Pharmacist-led discharge interventions have a limited impact on reducing overall post-discharge healthcare use for older patients with polypharmacy, but may significantly benefit certain high-risk patient groups such as those with low literacy, according to a recent study.
Conducted across two urban academic medical centres in the US and published in the journal JAMA Network Open, the pragmatic randomised clinical trial evaluated whether pharmacist-led transitions-of-care interventions could reduce healthcare utilisation among older adults with complex medication regimens.
The trial involved 6,478 hospitalisations among adults aged 55 years or older. Polypharmacy was defined as taking 10 or more long-term medicines or using three or more high-risk drugs, such as anticoagulants or insulin. The average age of participants was 75.5 years, with patients taking a median of 16 medications.
Patients were randomised to either usual care (n=3,215), comprising medication history and admission reconciliation, or to a pharmacist-led intervention (n=3,213), which included medication review, discharge reconciliation, patient education and post-discharge follow-up, alongside optional adherence and safety support.

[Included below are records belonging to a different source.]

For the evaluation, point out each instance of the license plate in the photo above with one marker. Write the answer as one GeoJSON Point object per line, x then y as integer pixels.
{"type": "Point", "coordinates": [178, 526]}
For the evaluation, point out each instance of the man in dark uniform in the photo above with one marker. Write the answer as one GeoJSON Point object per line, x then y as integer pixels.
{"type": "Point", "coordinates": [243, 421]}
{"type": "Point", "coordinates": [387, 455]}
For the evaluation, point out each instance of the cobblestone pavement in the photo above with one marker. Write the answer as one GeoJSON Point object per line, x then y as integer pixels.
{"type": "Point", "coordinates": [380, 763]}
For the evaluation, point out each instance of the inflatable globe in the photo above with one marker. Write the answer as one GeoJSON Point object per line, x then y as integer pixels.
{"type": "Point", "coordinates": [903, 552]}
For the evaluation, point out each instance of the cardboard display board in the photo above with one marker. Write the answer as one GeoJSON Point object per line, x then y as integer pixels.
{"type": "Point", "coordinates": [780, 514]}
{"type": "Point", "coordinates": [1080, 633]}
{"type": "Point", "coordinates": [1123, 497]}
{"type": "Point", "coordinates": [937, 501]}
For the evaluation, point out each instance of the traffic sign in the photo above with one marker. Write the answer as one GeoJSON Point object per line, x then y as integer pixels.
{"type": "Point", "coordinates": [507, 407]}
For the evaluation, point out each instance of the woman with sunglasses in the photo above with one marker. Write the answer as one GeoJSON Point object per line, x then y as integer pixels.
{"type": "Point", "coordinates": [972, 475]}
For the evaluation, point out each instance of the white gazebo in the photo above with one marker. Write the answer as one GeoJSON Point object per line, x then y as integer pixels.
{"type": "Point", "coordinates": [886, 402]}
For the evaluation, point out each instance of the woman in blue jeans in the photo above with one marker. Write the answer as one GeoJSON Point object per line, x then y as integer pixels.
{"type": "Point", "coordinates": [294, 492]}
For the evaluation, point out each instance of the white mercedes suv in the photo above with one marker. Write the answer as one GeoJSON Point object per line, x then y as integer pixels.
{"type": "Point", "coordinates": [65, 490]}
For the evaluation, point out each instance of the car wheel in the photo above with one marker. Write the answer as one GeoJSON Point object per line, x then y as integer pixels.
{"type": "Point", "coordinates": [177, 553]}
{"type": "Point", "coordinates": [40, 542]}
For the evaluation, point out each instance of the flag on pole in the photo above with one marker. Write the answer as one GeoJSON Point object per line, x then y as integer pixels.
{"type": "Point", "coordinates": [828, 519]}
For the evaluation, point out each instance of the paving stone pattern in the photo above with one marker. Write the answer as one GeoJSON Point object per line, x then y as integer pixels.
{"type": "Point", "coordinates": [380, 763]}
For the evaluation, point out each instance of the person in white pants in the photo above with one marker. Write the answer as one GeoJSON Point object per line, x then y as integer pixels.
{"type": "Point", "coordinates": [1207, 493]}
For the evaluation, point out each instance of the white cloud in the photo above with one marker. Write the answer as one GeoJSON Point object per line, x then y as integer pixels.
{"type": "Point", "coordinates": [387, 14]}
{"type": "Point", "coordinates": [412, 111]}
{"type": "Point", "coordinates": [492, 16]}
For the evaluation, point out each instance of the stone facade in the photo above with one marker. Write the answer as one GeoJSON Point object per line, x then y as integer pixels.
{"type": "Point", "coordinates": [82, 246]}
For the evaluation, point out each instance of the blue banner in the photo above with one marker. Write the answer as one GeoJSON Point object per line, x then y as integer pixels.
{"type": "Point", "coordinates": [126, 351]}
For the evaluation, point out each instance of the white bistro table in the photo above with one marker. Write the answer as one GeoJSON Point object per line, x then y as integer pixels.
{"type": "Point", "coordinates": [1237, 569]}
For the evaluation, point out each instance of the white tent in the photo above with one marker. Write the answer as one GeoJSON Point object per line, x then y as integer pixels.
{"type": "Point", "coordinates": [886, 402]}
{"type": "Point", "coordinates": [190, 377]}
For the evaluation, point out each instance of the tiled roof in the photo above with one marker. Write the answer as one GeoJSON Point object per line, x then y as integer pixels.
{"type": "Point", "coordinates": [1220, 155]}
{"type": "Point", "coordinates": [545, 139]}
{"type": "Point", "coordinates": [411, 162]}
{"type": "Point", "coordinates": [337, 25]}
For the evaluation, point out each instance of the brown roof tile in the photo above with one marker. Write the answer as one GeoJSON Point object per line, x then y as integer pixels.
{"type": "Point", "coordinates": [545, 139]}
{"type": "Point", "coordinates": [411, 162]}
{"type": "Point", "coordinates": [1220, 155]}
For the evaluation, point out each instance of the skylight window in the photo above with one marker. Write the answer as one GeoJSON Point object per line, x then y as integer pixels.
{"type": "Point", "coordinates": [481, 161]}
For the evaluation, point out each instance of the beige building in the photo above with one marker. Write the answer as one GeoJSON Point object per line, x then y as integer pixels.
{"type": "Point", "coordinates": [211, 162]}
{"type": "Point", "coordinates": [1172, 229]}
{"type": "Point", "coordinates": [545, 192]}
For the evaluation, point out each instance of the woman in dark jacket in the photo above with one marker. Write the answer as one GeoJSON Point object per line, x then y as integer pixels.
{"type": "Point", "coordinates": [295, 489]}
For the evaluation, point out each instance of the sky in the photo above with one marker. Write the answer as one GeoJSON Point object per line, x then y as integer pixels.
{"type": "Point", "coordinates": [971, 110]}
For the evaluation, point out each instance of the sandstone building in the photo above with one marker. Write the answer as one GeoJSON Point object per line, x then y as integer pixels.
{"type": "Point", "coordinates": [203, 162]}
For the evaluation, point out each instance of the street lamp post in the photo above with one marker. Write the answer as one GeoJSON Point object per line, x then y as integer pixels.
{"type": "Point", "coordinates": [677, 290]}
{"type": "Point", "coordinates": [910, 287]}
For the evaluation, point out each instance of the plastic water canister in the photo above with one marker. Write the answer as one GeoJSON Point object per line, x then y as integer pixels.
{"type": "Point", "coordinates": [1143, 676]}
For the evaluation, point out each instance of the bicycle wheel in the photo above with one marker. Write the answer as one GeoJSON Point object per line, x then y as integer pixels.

The primary outcome was unplanned all-hospital utilisation, defined as hospital or emergency department (ED) visits within 30 days of discharge. Secondary outcomes included same-hospital utilisation, individual utilisation components and mortality.
Pharmacist-led discharge and subgroup benefits
In the per-protocol population with Medicare data (n=4,472), unplanned all-hospital utilisation occurred in 26.4% of usual care patients compared with 25.6% in the intervention group (absolute difference 0.9 percentage points; 95% CI −1.7 to 3.5; risk ratio 0.97).
Similarly, no significant differences were observed secondary outcomes including same-hospital unplanned utilisation (19.5% vs 18.5%; difference 1.0 percentage point; 95% CI −1.0 to 3.0), or mortality.
However, among 589 patients with low medication adherence and literacy, the pharmacist-led discharge intervention significantly reduced same-hospital unplanned utilisation by 10.4 percentage points (28.8% vs 18.3%; P=0.003; odds ratio 0.56, 95% CI 0.38–0.82).
This effect remained robust after adjustment and multiple imputation (OR 0.61; 95% CI 0.42–0.90).
Implications for post-discharge care
Several factors may explain the neutral primary outcome. The trial was underpowered due to early termination (6,478 vs the planned 9,776 enrolments), and only around 72% of patients had Medicare data available for the primary endpoint.
In addition, both groups received robust baseline medication reconciliation, potentially limiting incremental benefit of pharmacist-led discharge, while healthcare utilisation may be an imperfect proxy for care quality, the authors said.
Further limitations included reliance on ED visits to classify unplanned admissions outside study hospitals, evolving eligibility criteria and missing or inconsistent medication and literacy data. The authors added that generalisability may also be restricted to well-resourced centres with established pharmacy services.
Nevertheless, a strength of this study was its pragmatic design, meaning its estimates of benefit are likely applicable to routine clinical settings. The findings also highlighted a clinically relevant signal: patients with low medication adherence and literacy appear to benefit most from pharmacist-led discharge care.
Notably, this subgroup represented fewer than 10% of the enrolled participants across the two study centres, suggesting that targeting such patients may improve feasibility and help reduce implementation costs for similar organisations.
The authors concluded that future research should refine the identification of high-risk subgroups, improve the assessment of health literacy at admission, and suggest tailoring pharmacist-led discharge interventions to patients with cognitive impairment or involving carers more explicitly.
Reference
Pevnick JM et al. Pharmacist-led discharge care to reduce postdischarge health care utilisation: a randomised clinical trial. JAMA Netw Open 2026;9(3):e260719.